Falar da “CRISE” que para aí vai não será à partida uma tarefa muito difícil. O tema é tão vasto que sempre se encontrarão umas larachas para dizer, uns números para apresentar, umas quantas críticas para fazer. Porém, os riscos de repetição e de não dizer nada de novo são também enormes, já que por estes dias este é o tema de todos os temas, a conversa de todas as conversas.
Na verdade, agora mais a propósito do Orçamento do Estado para 2010, somos inundados, a toda a hora, na televisão, na rádio e jornais, com os astronómicos números que estão em jogo, os milhares de milhões das receitas e das despesas, com os deficits, as percentagens, os aumentos, as reduções, os congelamentos, as ameaças, as negociatas, as manigâncias, tudo à volta do Orçamento. É um sem fim de números, de impropérios, de discursos com que nos massacram os ouvidos e a paciência. O que para aí não vai, nos corredores e nas alcovas, de orgasmos, de deleite, de gozo, de angústias e de sofrimentos, tudo pelas vitórias e derrotas das negociatas e negociações à volta do Orçamento e da Crise!
Não gostaria pois de cingir a minha análise apenas às questões que têm sido debatidas – para que de resto me faltaria bagagem – e iria tentar uma abordagem diferente deste tema dos dinheiros, do Orçamento, dos números e rácios que compõem a crise. Em vez de Orçamento gostaria de falar em orçamentos e, em redor dele, de trazer à colação as causas da crise e de apresentar alguns contributos para a superar. Ou seja, mais modestamente, de dar alguns palpites que a experiência adquirida ao longo do caminho já percorrido nos permitiu acumular.

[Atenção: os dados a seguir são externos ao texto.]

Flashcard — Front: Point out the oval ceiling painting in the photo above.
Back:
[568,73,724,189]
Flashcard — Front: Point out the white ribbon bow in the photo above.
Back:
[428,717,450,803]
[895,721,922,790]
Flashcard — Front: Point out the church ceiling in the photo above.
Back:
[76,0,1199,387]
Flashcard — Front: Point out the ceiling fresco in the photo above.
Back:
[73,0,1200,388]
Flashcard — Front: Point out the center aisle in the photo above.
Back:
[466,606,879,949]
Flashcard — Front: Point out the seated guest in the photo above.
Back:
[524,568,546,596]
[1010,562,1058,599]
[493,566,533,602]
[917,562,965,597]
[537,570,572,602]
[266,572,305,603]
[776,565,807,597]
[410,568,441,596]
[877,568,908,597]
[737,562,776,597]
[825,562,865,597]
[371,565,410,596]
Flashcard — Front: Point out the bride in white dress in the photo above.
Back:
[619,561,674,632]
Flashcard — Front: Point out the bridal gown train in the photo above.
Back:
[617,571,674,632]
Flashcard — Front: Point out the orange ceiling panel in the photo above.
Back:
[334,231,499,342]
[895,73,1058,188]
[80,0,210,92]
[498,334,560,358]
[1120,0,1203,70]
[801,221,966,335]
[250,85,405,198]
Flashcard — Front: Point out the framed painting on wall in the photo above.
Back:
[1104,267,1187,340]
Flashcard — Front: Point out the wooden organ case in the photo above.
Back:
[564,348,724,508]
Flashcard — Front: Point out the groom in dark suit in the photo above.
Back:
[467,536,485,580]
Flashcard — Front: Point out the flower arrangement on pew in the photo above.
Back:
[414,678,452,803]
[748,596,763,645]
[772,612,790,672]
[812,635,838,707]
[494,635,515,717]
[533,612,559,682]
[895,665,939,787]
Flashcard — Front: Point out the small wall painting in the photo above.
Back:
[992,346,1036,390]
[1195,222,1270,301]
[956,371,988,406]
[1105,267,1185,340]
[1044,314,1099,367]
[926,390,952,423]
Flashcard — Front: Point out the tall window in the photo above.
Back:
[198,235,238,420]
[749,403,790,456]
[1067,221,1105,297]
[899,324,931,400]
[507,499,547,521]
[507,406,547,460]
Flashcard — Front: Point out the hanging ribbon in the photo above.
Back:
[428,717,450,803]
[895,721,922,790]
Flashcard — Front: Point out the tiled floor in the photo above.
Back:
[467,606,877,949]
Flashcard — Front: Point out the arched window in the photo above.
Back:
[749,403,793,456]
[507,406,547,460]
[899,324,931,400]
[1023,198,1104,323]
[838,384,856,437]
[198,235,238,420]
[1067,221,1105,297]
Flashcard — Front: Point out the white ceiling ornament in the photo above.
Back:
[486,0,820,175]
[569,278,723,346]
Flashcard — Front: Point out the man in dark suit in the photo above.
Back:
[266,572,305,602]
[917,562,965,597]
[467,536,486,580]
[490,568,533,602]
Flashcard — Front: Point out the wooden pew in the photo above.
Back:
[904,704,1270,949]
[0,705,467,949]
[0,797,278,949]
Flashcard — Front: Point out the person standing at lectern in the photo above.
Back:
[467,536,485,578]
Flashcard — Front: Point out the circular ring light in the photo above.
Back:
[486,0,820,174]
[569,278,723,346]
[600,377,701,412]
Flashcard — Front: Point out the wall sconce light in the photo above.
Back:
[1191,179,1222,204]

Como o tema continua a ser muito vasto e para não ser tão maçador vou dividi-lo por algumas partes, não sei ainda quantas, em cada uma das quais direi então qualquer coisa. Deste modo estarei também safo por uns tempos em termos de ir dando continuidade ao compromisso que assumi perante a Animus.
Vejamos então.
Quando penso nesta coisa dos orçamentos e dinheiros lembro-me muitas vezes do meu primeiro dinheiro.

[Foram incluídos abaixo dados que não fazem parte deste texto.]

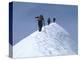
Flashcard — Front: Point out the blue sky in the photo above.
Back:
[13,2,78,51]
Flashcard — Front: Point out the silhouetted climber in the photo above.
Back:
[35,15,45,31]
[53,18,56,22]
[47,18,51,25]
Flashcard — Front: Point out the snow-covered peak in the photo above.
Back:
[13,23,75,58]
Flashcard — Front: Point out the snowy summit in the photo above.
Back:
[13,23,75,58]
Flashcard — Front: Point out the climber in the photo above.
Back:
[47,18,51,25]
[35,15,45,32]
[53,18,56,23]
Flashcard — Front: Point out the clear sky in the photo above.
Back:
[13,2,78,52]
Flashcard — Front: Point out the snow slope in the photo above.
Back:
[13,23,75,58]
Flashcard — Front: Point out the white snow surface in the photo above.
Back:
[13,23,75,58]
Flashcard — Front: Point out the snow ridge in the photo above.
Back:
[13,23,75,58]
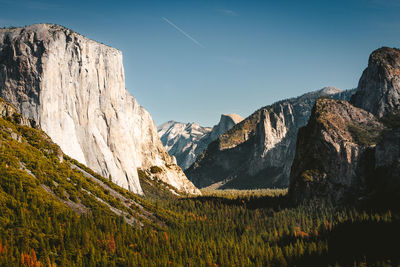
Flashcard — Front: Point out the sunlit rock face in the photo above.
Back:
[289,47,400,205]
[185,87,354,189]
[289,99,385,203]
[351,47,400,118]
[0,24,199,194]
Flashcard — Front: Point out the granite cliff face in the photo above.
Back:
[185,87,353,188]
[289,47,400,204]
[0,24,199,194]
[351,47,400,118]
[158,114,243,170]
[289,99,384,203]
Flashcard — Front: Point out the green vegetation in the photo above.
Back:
[381,111,400,128]
[300,170,320,182]
[150,166,162,174]
[0,100,400,266]
[347,123,382,146]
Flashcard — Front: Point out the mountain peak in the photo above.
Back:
[220,113,243,124]
[351,47,400,118]
[319,86,342,95]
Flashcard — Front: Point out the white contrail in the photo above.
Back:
[161,17,204,48]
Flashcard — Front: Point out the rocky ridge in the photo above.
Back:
[289,47,400,205]
[158,114,243,170]
[185,87,354,189]
[0,24,200,194]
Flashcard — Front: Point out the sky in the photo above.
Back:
[0,0,400,126]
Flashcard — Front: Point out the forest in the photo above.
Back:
[0,101,400,266]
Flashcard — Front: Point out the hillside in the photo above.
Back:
[157,114,243,170]
[0,24,200,194]
[185,87,354,189]
[0,99,400,266]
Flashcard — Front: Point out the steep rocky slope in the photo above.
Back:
[185,87,353,188]
[289,99,384,203]
[289,48,400,205]
[351,47,400,118]
[158,114,243,170]
[0,24,199,194]
[0,98,163,229]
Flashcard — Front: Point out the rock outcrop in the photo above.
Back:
[289,98,385,203]
[351,47,400,118]
[0,24,199,194]
[289,47,400,205]
[158,114,243,170]
[185,87,353,189]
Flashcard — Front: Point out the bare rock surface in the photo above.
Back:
[0,24,199,194]
[185,87,354,189]
[158,114,243,170]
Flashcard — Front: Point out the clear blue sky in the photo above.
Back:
[0,0,400,126]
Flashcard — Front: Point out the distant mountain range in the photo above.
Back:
[289,47,400,205]
[185,87,354,189]
[157,114,243,170]
[0,24,200,197]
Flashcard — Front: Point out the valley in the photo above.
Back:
[0,18,400,267]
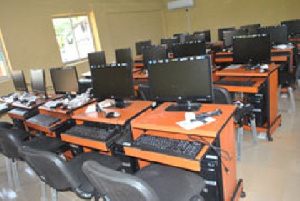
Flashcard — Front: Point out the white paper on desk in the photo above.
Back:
[176,117,216,130]
[85,105,96,113]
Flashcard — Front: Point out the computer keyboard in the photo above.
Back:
[65,125,115,141]
[27,114,60,127]
[214,80,255,87]
[132,135,202,159]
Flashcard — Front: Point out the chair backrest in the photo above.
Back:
[82,161,159,201]
[19,146,80,190]
[0,128,29,159]
[213,87,233,104]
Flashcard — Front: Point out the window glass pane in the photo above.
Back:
[53,18,79,63]
[71,16,95,59]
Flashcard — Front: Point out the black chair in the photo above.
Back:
[82,161,205,201]
[213,87,258,161]
[19,146,121,200]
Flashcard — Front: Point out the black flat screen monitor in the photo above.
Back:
[240,24,260,35]
[160,37,179,52]
[30,69,46,94]
[50,66,79,94]
[149,56,212,102]
[12,70,28,92]
[142,45,168,66]
[223,30,237,47]
[194,30,211,42]
[88,51,106,67]
[135,40,151,55]
[281,19,300,34]
[173,40,206,58]
[115,48,132,64]
[259,26,288,45]
[233,34,271,64]
[91,66,134,100]
[218,27,235,41]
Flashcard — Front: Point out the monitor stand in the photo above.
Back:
[165,101,201,112]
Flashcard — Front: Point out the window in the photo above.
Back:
[0,31,8,80]
[52,15,95,63]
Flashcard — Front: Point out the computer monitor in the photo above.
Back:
[142,45,168,66]
[91,66,134,108]
[223,30,237,47]
[185,33,205,43]
[135,40,151,55]
[88,51,106,67]
[149,55,213,111]
[240,24,260,34]
[218,27,235,41]
[173,40,206,58]
[173,33,190,43]
[233,34,271,64]
[194,30,211,42]
[50,65,79,94]
[259,26,288,45]
[160,37,179,52]
[115,48,132,64]
[281,19,300,35]
[11,70,28,92]
[30,69,47,96]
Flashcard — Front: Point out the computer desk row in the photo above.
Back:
[0,93,243,201]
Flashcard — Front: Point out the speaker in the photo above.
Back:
[167,0,194,10]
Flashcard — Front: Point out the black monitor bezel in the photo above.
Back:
[149,55,214,103]
[50,66,79,94]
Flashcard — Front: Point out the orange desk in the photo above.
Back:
[61,100,153,151]
[124,103,242,201]
[216,64,281,140]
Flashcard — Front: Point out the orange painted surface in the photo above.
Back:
[72,100,153,125]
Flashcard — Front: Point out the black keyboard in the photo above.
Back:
[214,80,255,87]
[133,135,202,159]
[65,125,115,141]
[27,114,60,127]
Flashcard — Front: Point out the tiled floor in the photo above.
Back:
[0,89,300,201]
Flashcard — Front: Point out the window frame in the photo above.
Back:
[51,13,97,65]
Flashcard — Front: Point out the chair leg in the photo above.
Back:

Foi na festa da Nossa Senhora da Agonia, em Setembro, teria eu 9 ou 10 anos, a minha querida mãe deu-me dez tostões. Um dinheirão que chegou para comprar um pirolito, algumas rifas e ainda sobrou muito dinheiro.
Era o tempo em que o dinheiro era pouco, muito pouco. Era-lhe dado o justo valor, não se estragava. Só se comprava o essencial. Na Feira do Roqueiro, em Agosto, o meu avô comprava uma melancia enorme vinda das campinas do Ladoeiro, ali para os lados da Idanha, com que nos deleitávamos à noite no regresso a casa depois de uma hora de caminho. Que delícia!

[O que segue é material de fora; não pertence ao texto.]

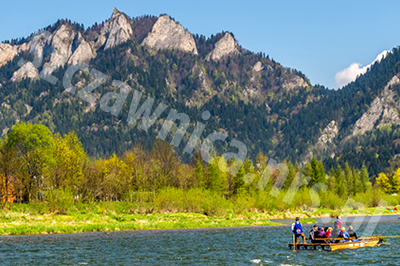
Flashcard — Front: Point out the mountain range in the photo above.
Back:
[0,9,400,178]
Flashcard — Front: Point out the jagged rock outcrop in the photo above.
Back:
[206,32,240,61]
[0,43,18,67]
[253,61,264,72]
[185,64,212,106]
[141,15,198,54]
[282,76,308,90]
[68,32,94,65]
[43,24,76,75]
[301,120,339,165]
[352,76,400,136]
[96,8,133,49]
[11,62,39,82]
[316,120,339,149]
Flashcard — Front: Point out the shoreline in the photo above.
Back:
[0,208,400,236]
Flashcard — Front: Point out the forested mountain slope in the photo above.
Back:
[0,9,400,177]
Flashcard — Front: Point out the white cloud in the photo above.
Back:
[335,50,391,88]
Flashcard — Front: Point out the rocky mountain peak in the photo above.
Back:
[111,7,123,20]
[142,15,198,54]
[96,8,133,49]
[43,24,76,74]
[68,32,94,65]
[11,62,39,82]
[206,32,240,61]
[352,76,400,136]
[0,43,18,66]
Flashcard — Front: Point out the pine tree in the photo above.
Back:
[360,164,369,193]
[344,162,353,190]
[351,167,359,196]
[392,168,400,193]
[376,173,392,193]
[335,164,347,198]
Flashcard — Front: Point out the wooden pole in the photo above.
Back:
[293,234,296,251]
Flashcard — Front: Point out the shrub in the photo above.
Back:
[45,187,74,214]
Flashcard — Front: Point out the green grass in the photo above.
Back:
[0,202,399,235]
[0,202,279,235]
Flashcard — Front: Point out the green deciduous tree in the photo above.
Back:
[7,122,55,202]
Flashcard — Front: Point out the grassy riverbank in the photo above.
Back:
[0,203,279,235]
[0,202,400,235]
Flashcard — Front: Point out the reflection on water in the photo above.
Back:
[0,218,400,265]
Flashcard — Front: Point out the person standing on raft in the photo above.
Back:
[333,215,342,228]
[292,217,306,244]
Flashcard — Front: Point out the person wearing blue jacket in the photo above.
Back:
[292,217,306,244]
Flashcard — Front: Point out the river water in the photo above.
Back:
[0,217,400,265]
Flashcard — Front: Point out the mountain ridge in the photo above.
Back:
[0,9,400,178]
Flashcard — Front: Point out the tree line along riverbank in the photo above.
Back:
[0,123,400,234]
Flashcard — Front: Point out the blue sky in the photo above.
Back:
[0,0,400,88]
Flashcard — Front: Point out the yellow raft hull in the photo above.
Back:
[289,237,379,251]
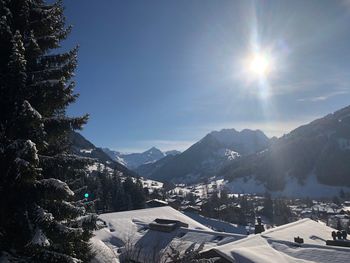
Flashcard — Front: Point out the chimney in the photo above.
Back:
[254,217,265,234]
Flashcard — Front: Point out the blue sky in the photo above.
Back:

Às vezes o meu avô levava-me à vila. A merenda era na tasca do Ti Anselmo, uma mesa de madeira comprida, muito escura e sem toalha, e o menú era invariavelmente atum com cebola e pão de trigo. Um pitéu! Mas o meu avô estava sempre a barafustar que o Ti Anselmo era um ladrão, vejam lá pagar quinze tostões só por isto! Mas voltava sempre à tasca do Sr. Anselmo.
Os homens que trabalhavam de sol a sol, na dureza da lavoura, ganhavam 10 escudos se fosse a comer e 20 escudos a seco.
Mas havia dignidade, bonomia, as pessoas eram frugais, vivia-se com o que se tinha.
Bom, mas como diriam os meus filhos, isso foi há 50 anos, só sabes falar do que acontecia há 50 anos.
Pois é, mas perante o desvario, perante o esbanjamento que se foi apossando dos nossos tempos, quem nos garante a nós que não teremos que regressar a alguma práticas desse passado de há 50 anos?
Não preconizo o regresso a esse tempo. Não tenho nenhumas saudades dos sacrifícios, da escassez do tempo antigo. Mas talvez os políticos que temos fizessem muito melhor os Orçamentos se conhecessem o país onde têm as raízes, se o dinheiro lhes custasse a ganhar, se se inspirassem em valores que desconhecem, que já esqueceram ou que nunca chegaram a aprender.
E que todos também nos lembrássemos que mais de metade da humanidade vive com menos de um euro por dia!
Uf! Aqui está a primeira crónica. Espero que sejam complacentes. O tema segue em próximos números. Até que me mandem ter juízo.